# Domus Volumnia Residence?



## bailey (Dec 5, 2010)

Have a studio on hold...  trying to decide several things.  Anyone know how large the studio units are?  There is one review on TUG but reviews on other sites have mixed reviews.  Has anyone stayed there?  This resort is close to Perugia.  I'm debating whether or not a studio is worth an exchange or just renting somewhere for 70-90 Euro would be a better value.  

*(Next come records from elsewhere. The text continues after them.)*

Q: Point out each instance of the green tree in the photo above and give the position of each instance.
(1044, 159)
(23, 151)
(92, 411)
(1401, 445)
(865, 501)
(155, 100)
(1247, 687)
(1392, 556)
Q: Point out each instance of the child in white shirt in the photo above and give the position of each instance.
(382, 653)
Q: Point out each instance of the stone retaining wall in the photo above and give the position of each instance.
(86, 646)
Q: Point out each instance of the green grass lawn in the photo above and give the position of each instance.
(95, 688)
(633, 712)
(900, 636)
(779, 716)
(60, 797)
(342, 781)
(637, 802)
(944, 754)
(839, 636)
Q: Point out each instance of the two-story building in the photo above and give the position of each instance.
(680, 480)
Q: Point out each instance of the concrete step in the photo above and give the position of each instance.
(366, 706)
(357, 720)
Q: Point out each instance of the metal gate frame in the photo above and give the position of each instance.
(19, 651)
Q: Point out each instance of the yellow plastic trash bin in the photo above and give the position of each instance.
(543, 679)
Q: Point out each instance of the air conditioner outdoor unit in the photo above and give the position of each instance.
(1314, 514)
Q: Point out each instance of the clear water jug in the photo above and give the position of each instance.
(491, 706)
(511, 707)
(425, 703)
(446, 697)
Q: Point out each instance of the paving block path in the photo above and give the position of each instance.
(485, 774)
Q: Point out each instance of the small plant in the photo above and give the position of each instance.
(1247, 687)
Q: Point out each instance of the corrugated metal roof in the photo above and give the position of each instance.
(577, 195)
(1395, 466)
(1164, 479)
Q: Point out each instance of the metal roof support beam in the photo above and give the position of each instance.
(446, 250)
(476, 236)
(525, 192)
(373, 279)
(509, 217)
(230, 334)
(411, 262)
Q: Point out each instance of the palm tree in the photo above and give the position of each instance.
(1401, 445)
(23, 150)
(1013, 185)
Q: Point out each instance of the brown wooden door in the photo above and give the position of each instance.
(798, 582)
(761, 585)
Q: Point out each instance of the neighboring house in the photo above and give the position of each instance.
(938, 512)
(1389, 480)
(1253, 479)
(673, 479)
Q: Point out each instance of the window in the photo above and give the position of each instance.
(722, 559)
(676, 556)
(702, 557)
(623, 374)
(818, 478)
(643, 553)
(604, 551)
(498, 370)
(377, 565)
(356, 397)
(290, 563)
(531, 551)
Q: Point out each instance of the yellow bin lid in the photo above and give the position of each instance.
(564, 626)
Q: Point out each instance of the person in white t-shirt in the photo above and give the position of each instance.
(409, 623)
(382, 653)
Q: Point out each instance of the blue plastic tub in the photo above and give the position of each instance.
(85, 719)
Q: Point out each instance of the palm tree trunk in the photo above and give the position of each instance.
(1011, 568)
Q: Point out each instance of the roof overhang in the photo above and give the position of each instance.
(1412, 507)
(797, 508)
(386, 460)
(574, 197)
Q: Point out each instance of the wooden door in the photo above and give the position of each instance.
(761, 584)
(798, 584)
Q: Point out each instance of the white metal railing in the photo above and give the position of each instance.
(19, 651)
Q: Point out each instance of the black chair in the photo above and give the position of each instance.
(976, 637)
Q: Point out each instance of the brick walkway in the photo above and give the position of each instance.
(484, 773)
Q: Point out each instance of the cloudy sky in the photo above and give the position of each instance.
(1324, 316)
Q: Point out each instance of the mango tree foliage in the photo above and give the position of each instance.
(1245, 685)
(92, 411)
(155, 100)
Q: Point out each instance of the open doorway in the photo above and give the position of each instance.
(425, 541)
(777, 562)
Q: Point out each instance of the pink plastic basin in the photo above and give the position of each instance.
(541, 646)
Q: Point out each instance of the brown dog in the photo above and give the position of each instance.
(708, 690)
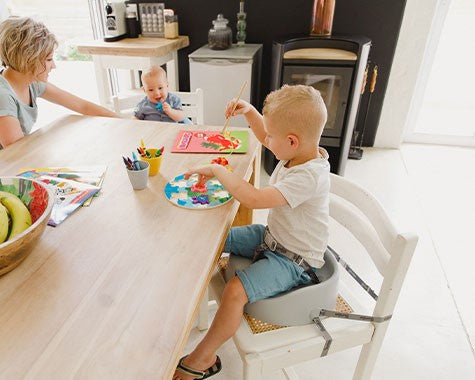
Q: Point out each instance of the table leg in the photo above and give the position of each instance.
(102, 80)
(172, 72)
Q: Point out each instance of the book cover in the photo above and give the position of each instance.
(92, 175)
(70, 195)
(210, 142)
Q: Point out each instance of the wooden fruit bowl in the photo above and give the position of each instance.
(39, 200)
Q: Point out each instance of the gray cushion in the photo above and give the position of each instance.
(293, 307)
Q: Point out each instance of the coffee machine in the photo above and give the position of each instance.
(115, 21)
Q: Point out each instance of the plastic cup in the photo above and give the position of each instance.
(154, 162)
(139, 178)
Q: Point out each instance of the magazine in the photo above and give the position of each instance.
(92, 175)
(210, 142)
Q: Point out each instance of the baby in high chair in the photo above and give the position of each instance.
(159, 104)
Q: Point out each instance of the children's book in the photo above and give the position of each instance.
(210, 142)
(92, 175)
(69, 194)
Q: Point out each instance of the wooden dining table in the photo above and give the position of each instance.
(112, 292)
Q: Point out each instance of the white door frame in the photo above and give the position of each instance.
(429, 55)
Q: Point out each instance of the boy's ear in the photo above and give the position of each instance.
(293, 140)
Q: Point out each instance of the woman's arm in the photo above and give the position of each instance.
(10, 130)
(56, 95)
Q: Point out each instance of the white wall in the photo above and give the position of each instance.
(413, 37)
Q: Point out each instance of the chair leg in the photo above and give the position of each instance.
(251, 367)
(203, 313)
(369, 353)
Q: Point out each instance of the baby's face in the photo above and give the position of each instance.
(156, 88)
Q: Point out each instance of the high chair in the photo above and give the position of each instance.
(318, 330)
(192, 103)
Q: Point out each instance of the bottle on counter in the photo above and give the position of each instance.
(220, 37)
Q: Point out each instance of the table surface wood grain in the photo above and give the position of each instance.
(112, 291)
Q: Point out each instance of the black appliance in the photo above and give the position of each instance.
(335, 66)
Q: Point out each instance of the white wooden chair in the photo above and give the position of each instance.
(353, 210)
(192, 103)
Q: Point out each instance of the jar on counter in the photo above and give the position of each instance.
(171, 26)
(220, 37)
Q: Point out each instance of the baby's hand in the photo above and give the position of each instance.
(242, 107)
(166, 107)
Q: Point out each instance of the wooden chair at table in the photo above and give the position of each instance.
(192, 103)
(356, 212)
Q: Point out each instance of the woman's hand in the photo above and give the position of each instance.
(166, 107)
(242, 107)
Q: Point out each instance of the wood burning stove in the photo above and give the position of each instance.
(335, 66)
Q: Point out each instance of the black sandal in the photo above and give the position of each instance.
(213, 370)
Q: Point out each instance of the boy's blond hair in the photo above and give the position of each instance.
(153, 71)
(25, 44)
(298, 109)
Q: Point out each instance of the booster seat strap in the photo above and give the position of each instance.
(353, 274)
(356, 317)
(326, 335)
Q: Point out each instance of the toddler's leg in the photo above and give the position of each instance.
(225, 324)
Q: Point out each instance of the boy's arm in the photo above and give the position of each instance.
(248, 195)
(177, 115)
(253, 117)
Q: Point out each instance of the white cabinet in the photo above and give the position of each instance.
(220, 74)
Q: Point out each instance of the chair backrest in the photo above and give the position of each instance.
(192, 103)
(362, 215)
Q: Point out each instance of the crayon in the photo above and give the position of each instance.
(136, 162)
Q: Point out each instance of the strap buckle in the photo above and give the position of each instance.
(298, 260)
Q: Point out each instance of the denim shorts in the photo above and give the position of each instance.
(269, 276)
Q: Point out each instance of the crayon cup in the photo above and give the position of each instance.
(139, 178)
(154, 162)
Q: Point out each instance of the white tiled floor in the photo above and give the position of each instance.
(429, 190)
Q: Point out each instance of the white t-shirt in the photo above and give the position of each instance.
(301, 226)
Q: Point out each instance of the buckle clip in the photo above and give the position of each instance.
(298, 260)
(273, 245)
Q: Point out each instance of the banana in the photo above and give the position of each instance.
(21, 218)
(4, 222)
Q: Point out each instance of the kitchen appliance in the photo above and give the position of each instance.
(115, 21)
(220, 74)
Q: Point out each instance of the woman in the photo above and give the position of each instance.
(26, 52)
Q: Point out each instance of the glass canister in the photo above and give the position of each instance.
(322, 17)
(220, 37)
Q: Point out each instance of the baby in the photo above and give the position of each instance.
(159, 104)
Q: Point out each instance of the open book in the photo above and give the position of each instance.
(73, 187)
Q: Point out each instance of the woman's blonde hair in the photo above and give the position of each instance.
(25, 44)
(298, 109)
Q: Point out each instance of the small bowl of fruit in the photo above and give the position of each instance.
(25, 208)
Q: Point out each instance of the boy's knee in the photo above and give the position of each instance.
(235, 290)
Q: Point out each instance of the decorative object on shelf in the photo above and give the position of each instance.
(322, 17)
(171, 26)
(115, 21)
(241, 25)
(220, 37)
(152, 19)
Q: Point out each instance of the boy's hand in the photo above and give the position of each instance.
(242, 107)
(204, 172)
(166, 107)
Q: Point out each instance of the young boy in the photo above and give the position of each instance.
(159, 104)
(298, 198)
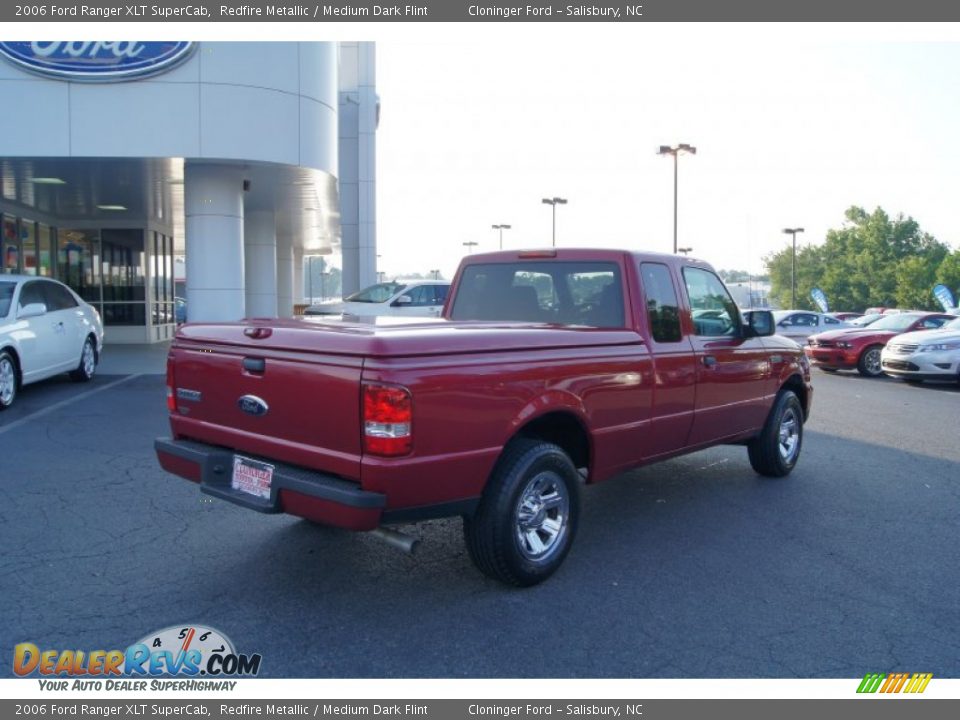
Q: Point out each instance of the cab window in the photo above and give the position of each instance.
(713, 310)
(663, 310)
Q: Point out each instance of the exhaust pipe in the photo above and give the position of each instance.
(399, 540)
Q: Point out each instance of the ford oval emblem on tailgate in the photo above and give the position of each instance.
(252, 405)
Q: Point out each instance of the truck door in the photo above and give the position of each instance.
(732, 371)
(675, 368)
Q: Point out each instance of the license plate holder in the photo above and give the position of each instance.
(252, 477)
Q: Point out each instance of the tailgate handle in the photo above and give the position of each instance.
(257, 365)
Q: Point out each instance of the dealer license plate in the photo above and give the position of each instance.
(252, 477)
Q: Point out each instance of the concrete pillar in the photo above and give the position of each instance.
(260, 249)
(358, 119)
(284, 278)
(298, 276)
(213, 209)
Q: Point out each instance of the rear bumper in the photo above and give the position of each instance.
(317, 496)
(838, 358)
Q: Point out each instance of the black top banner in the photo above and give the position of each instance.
(465, 11)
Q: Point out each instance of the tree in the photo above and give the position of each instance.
(872, 260)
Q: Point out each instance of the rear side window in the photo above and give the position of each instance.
(663, 311)
(58, 297)
(714, 312)
(564, 293)
(6, 297)
(31, 293)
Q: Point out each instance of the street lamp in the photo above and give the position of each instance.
(501, 228)
(554, 202)
(675, 151)
(793, 272)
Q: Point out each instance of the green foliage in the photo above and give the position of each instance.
(872, 260)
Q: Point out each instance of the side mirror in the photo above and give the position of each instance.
(758, 323)
(32, 310)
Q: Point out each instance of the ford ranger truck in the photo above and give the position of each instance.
(547, 370)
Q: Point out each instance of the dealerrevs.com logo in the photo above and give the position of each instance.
(894, 682)
(179, 651)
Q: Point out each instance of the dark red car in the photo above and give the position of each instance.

The main thing I'm trying to decide is if 2 weeks in the Umbria region is too long?  We just went to Greece and found that 1 week in Crete was definitely not long enough.  Didn't give us enough time to "relax".  We felt we were constantly on the go...so I was thinking maybe 2 weeks would give us a good mix of sightseeing and relaxing.


----------



## mav (Dec 6, 2010)

I stayed here in 2007 in a 1 bedroom upstairs unit. It had nice views, was clean, and the staff was very pleasant.  Can't say what the studios would be like, but we were on a 6 week trip and arrived about 2pm. They showed us 2  one bedroom units and said we could pick the one we wanted.  Because it is Europe, the unit was missing a lot of things we are used to. I honestly don't remember if it even had a microwave. BUT the unit was clean and bright!  And I did not go to Italy to cook.  I would suggest calling RCI and ask if there is a unit # listed. If so, ask for ANY notes they have on that particular unit like square footage, etc.
   BTW, I stayed at Il Poggio also on that trip and did NOT like it. Go figure since others TUG members have stayed there and did.


----------